Hélène a répondu à une annonce pour trouver un mari qui lui semble vraiment délicat et romantique.
Elle est préceptrice et exerce son métier à bord avec les petites orphelines qui lui sont confiées.
Gwyneira appartient à la noblesse, elle suit un riche éleveur de moutons qui l'a demandée en mariage pour son fils.
Elles n'ont jamais vu leur mari auparavant : une autre époque...
On se doute qu'une partie de leurs aventures partira de de ce principe scabreux.

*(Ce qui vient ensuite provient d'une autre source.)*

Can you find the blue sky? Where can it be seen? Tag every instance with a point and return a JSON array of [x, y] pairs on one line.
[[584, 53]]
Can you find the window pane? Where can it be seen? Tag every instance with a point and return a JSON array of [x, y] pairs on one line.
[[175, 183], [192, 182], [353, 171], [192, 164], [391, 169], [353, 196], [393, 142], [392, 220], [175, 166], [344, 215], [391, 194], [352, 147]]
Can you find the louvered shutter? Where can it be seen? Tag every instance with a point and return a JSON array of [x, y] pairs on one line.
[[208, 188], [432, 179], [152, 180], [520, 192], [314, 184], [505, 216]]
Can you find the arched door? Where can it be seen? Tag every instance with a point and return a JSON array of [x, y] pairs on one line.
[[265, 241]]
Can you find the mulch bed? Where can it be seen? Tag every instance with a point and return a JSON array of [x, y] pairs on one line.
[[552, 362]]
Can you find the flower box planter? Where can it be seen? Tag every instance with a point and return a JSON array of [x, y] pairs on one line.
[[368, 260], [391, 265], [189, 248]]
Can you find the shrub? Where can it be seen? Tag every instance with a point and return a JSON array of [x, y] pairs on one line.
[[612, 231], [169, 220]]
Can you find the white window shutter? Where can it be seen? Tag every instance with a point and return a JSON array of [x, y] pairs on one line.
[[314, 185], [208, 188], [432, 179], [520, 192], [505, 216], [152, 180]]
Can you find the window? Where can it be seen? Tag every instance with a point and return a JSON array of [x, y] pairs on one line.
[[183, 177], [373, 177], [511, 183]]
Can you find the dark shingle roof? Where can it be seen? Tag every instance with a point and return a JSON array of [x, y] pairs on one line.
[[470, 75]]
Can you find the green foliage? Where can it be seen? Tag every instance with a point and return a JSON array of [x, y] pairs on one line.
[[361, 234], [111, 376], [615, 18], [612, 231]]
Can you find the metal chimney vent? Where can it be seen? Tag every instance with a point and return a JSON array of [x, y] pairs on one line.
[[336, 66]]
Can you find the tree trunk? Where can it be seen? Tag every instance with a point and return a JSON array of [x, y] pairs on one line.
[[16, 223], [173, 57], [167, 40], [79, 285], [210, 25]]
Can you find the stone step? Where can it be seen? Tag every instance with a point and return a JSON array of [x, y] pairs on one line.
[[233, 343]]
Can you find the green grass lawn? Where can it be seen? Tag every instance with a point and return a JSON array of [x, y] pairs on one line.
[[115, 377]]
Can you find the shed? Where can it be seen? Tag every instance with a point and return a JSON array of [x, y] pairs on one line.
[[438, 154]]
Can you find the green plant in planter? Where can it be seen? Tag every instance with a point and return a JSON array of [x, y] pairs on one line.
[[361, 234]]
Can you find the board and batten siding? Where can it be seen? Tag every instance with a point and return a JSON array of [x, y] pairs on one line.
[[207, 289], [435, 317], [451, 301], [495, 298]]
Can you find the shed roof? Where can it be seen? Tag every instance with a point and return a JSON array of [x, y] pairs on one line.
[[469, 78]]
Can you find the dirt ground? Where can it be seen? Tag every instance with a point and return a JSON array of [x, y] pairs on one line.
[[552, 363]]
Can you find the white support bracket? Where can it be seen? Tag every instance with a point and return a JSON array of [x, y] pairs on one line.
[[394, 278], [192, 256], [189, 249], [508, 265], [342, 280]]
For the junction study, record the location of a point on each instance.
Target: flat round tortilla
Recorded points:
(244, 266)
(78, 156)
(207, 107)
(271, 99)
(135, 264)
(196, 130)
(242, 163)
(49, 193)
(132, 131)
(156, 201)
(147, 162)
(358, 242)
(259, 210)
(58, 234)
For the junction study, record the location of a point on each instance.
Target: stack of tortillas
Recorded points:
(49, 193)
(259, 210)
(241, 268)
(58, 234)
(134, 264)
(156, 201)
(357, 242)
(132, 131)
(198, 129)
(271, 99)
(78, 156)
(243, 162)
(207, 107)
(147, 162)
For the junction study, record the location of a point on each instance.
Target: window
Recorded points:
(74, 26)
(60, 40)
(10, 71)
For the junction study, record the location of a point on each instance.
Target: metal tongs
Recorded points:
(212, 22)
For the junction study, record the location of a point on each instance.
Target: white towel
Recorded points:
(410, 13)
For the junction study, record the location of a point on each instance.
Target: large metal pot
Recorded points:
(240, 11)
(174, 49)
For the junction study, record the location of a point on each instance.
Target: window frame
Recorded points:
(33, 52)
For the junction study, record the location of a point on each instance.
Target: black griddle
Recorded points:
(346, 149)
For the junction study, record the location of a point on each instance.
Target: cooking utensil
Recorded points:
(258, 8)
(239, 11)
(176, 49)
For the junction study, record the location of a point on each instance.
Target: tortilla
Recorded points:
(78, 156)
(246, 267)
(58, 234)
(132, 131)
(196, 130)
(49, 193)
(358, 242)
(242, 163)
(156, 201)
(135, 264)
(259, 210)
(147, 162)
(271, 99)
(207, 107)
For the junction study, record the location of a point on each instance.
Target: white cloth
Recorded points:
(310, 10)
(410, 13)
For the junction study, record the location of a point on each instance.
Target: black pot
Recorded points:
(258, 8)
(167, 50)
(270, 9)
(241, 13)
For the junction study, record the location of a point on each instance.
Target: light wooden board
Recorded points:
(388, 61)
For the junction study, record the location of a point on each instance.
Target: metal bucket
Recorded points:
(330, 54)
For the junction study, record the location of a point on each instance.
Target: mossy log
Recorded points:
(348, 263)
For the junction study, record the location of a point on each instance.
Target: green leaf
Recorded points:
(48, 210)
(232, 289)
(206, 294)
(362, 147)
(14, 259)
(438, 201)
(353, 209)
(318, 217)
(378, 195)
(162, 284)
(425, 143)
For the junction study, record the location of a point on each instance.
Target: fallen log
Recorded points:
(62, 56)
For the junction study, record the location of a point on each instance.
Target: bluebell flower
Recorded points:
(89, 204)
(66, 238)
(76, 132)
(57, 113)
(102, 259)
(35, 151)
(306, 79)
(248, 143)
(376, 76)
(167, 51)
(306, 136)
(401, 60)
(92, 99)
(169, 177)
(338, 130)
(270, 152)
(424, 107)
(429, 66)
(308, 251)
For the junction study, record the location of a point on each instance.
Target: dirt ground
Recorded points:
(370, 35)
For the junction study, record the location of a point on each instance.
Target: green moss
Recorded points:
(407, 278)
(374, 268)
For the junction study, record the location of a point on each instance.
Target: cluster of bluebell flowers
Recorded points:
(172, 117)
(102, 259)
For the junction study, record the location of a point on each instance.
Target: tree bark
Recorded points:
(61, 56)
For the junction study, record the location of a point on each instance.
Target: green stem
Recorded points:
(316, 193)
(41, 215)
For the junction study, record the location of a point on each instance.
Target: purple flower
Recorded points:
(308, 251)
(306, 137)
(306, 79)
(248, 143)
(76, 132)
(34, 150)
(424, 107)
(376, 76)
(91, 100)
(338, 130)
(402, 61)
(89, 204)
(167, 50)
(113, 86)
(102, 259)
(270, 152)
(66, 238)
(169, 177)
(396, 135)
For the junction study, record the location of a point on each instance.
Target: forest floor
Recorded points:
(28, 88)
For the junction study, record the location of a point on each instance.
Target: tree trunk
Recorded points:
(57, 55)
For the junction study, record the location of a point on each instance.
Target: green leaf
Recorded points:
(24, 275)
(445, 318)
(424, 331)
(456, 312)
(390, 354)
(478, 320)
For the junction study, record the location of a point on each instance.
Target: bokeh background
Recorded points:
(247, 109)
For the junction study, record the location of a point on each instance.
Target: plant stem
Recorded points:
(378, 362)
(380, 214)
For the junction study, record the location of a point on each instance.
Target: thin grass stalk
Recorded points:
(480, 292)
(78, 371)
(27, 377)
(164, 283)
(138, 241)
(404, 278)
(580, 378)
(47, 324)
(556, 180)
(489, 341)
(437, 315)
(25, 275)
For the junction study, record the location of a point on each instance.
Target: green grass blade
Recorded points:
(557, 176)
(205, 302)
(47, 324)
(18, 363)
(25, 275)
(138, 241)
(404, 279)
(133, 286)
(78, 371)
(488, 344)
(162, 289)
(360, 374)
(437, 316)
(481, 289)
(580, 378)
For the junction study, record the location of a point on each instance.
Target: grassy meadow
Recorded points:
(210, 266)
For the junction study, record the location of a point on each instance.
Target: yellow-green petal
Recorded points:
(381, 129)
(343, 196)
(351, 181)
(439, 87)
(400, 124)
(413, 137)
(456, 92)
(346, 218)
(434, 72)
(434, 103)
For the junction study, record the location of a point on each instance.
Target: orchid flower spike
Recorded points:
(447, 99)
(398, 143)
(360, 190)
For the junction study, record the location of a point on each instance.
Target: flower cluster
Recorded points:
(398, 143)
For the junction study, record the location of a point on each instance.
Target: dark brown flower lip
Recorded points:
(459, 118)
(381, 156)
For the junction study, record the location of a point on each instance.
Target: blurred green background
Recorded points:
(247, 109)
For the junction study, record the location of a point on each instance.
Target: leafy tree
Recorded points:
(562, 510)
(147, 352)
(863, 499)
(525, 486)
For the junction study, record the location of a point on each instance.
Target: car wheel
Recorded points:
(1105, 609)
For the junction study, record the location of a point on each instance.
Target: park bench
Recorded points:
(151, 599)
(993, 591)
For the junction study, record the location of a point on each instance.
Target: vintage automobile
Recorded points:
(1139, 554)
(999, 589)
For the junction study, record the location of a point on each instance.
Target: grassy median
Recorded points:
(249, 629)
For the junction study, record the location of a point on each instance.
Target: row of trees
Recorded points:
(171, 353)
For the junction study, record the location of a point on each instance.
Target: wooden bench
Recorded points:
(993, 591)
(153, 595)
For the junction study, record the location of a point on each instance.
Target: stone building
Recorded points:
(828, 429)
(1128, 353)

Le roman nous montre la Nouvelle-Zelande au début de la colonisation par les britanniques qui s'installent sur les terres des Maoris suivant un compromis obtenu par la reine Victoria à cette époque.
Les Maoris servent les colons, gardent leur identité culturelle très riche. Certains Maoris vont aller à la petite école créée par Hélène et vont vouloir s'intégrer dans la civilisation britannique. D'autres garderont leur identité. L'auteure insiste sur le côté pacifique de ce peuple mais on lit quand même qu'ils se sont déjà rebellés dans l'île du nord.
Sarah Lark nous fait découvrir les activités de l'île : l'élevage massif des ovins, les chercheurs d'or, la pêche à la baleine, le massacre des phoques pour leur peau, les comptoirs commerciaux.
Nous voyageons en même temps que nous faisons connaissance avec des personnages étonnants.
Pour les histoires sentimentales, je garde le silence car je détruirais le plaisir des découvertes et elles sont nombreuses.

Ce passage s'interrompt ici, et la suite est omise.